Aylan Kurdi tenía solo tres años cuando su cuerpo fue fotografiado sin vida en una playa del Mediterráneo. Era uno de los miles de refugiados que huían de la guerra de Siria. Ha pasado una década y los europeos seguimos sin tener una sola opinión sobre lo que debe hacerse para evitar esta tragedia. La pareja que protagoniza este díptico no vuelve a ser la misma cuando la marea comienza a arrastrar hasta la orilla de su casa los cadáveres de hombres, mujeres y niños que trataban de alcanzar nuestras costas. Primero habla ella, convencida de que puede hacer algo para evitar estas muertes; después le toca el turno a él, incapaz de enfrentarse al terror que le provoca el sufrimiento humano. Ambos entran en shock. Tienen puntos de vista diferentes y, tras lo que acaban de ver, son incapaces de comunicarse.

Lo más interesante de Rompientes es que trata de confrontar dos psicologías: la de quienes están poderosamente marcados por un sentimiento de culpa y la de aquellos que, solo en apariencia, se sienten ajenos al dolor. La pregunta principal que plantea el texto de Paul Verrept no es política, sino ética: ¿en quiénes nos convertimos cuando asistimos a una muerte injustificada? Solo de pasada se esgrimen algunos argumentos ideológicos, pues el conflicto de la pareja es existencial. Ella no acepta la indiferencia de él, pero él se descubre menos indiferente de lo que parece y no soporta las exigencias de ella. Mientras el personaje representado por Rebeca Hernando parece dominado por una empatía algo narcisista —al pensar que con su esfuerzo personal va a resolver el problema—, el personaje al que pone cuerpo Fernando Guallar se muestra duro y frío, hasta que la situación lo supera totalmente.

Rompientes. Foto Javier Naval.

Pleamar (De vloed) fue publicado en neerlandés en 2017. La huida (De vlucht) se montó cuatro años más tarde. Ronald Brouwer, coordinador artístico del Teatro de la Abadía, ha realizado la traducción al castellano, publicada recientemente por la editorial Antígona. Se trata de un texto fragmentario en el que las impresiones de los protagonistas se manifiestan a través de descripciones precisas y ensoñaciones perturbadoras. Para subrayar este extrañamiento, José María Esbec ha decidido enfatizar cada imagen con pequeñas acciones en el escenario, como derramar un cubo de arena o atravesar la pequeña balsa de agua que ocupa el centro de la escena.
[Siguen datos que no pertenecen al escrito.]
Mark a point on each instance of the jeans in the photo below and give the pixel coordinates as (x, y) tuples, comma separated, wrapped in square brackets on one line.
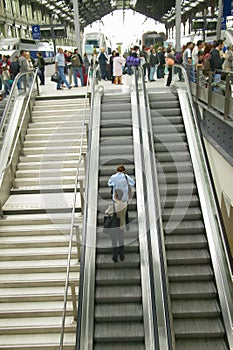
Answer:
[(62, 77), (77, 70), (152, 72)]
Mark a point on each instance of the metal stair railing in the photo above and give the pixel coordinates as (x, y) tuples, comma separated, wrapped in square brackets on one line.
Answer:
[(28, 91)]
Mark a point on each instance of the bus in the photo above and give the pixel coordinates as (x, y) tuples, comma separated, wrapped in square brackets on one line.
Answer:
[(152, 38), (95, 41), (13, 46)]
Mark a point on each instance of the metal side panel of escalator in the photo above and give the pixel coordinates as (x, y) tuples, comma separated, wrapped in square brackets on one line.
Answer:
[(115, 298), (197, 317), (118, 311)]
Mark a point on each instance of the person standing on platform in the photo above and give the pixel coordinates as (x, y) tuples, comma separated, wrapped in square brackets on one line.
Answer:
[(117, 68), (23, 68), (59, 68), (103, 59), (77, 66), (41, 66)]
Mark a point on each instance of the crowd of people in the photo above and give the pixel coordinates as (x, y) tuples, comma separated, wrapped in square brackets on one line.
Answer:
[(20, 64), (157, 62)]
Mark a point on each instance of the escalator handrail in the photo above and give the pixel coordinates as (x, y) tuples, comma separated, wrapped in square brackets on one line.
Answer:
[(158, 271), (212, 217), (72, 224), (149, 317)]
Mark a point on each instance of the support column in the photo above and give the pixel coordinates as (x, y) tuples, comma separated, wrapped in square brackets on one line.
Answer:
[(219, 22), (178, 25)]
El sonido cobra también una gran relevancia en este montaje: mientras uno de los intérpretes pronuncia su parte y recoge con un micrófono el sonido ambiente, el otro manipula la mesa de control para evocar el rumor del mar o el ruido de un motor.

Rompientes hace alusión a la línea en la que las olas del mar golpean la costa. Se trata de la frontera entre los que vienen y los que estamos aquí. También es el límite que a veces se le pone a la piedad. Aunque cuando baje la marea esta pueda alejarse unos metros, nadie está lo suficientemente lejos para no sentirse interpelado. Rompientes, de Paul Verrept, puede verse hasta el 22 de marzo en el Teatro de la Abadía.